Problem One: Iteration Station

Topics: Vectors, sets, stacks, range-based for loops, for loops, parameter passing

Below are a bunch of functions that attempt to iterate over a container of some type. For each function, determine whether

the function works correctly
the function compiles, but doesn't correctly iterate over the elements, or
the function won't even compile

In each case make sure you can explain why!

void iterateVec1(const Vector<int>& vals) {
    for (int i = 0; i < vals.size(); i++) {
        cout << vals[i] << endl;
    }
}

void iterateVec2(const Vector<int>& vals) {
    for (int i : vals) {
        cout << vals[i] << endl;
    }
}

void iterateVec3(const Vector<int>& vals) {
    for (int i : vals) {
        cout << i << endl;
    }
}

void iterateSet1(const Set<int>& vals) {
    for (int i = 0; i < vals.size(); i++) {
        cout << vals[i] << endl;
    }
}

void iterateSet2(const Set<int>& vals) {
    for (int i : vals) {
        cout << i << endl;
    }
}

void iterateStack1(const Stack<int>& s) {
    for (int i = 0; i < s.size(); i++) {
        cout << s.pop() << endl;
    }
}

void iterateStack2(Stack<int> s) {
    for (int i = 0; i < s.size(); i++) {
        cout << s.pop() << endl;
    }
}

void iterateStack3(Stack<int> s) {
    while(!s.isEmpty()) {
        cout << s.pop() << endl;
    }
}

Solution

iterateVec1: This one works just fine!
iterateVec2: This code will likely crash at runtime. The variable i refers to a value in the Vector, not an index in the Vector, so using it as an index will jump to a spot that wasn't designed to be an index.
iterateVec3: This code works just fine!
iterateSet1: This code won’t compile. You can’t get individual elements of a Set by index using the square bracket operator.
iterateSet2: This code works just fine!
iterateStack1: This code won’t compile. The Stack here is passed in by const reference, which means that it can’t be modified. However, calling .pop() modifies the stack.
iterateStack2: This one fails for a subtle reason. Each iteration of the loop decreases s.size() by one. Coupled with the fact that i is increasing by one at each point, this will only look at the first half of the stack.
iterateStack3: This code works just fine! It does make a copy of the Stack, but that’s okay given that the only way to see everything in a stack is to destructively modify it.

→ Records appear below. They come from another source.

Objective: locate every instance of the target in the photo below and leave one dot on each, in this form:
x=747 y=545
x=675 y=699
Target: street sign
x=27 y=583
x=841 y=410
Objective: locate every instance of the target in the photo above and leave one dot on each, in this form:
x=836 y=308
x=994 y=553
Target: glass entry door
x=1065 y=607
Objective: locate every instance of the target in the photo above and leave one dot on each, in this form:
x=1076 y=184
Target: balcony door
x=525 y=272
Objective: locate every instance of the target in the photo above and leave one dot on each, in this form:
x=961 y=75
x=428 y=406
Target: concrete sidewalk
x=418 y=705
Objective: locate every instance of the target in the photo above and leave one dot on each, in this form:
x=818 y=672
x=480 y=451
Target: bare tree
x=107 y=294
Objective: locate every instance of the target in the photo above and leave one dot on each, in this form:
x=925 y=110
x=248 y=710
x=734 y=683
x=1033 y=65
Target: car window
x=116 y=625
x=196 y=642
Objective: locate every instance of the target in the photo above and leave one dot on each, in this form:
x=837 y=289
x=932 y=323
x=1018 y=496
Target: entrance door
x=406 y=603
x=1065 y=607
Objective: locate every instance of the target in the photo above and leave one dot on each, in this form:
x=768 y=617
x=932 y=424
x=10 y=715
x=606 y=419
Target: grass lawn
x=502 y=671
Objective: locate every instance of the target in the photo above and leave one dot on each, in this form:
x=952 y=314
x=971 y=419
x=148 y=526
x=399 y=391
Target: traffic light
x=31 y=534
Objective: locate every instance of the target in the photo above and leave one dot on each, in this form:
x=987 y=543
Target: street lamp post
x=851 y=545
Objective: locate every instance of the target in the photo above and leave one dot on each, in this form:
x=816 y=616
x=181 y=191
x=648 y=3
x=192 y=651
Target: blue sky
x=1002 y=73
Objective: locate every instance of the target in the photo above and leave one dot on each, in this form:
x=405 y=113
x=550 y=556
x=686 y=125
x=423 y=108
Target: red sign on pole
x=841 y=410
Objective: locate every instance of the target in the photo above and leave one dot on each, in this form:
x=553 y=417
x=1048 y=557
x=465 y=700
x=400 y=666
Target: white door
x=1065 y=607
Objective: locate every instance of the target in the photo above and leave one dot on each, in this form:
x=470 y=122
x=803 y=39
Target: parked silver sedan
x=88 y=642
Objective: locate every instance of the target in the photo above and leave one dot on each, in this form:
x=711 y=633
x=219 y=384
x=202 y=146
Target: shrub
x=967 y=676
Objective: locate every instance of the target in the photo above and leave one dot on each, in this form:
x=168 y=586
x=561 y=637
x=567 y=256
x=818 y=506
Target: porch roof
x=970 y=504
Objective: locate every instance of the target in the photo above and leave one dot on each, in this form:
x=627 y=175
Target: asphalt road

Problem Two: Debugging Deduplicating

Topics: Vectors, strings, debugging

Consider the following incorrect C++ function, which accepts as input a Vector<string> and tries to modify it by removing adjacent duplicate elements:

void deduplicate(Vector<string> vec) {
    for (int i = 0; i < vec.size(); i++) {
        if (vec[i] == vec[i + 1]) {
            vec.remove(i);
        }
    }
}

The intent behind this function is that we could do something like this:

Vector<string> hiddenFigures = {
    "Katherine Johnson",
    "Katherine Johnson",
    "Katherine Johnson",
    "Mary Jackson",
    "Dorothy Vaughan",
    "Dorothy Vaughan"
};

deduplicate(hiddenFigures);
// hiddenFigures = ["Katherine Johnson", "Mary Jackson", "Dorothy Vaughan"]?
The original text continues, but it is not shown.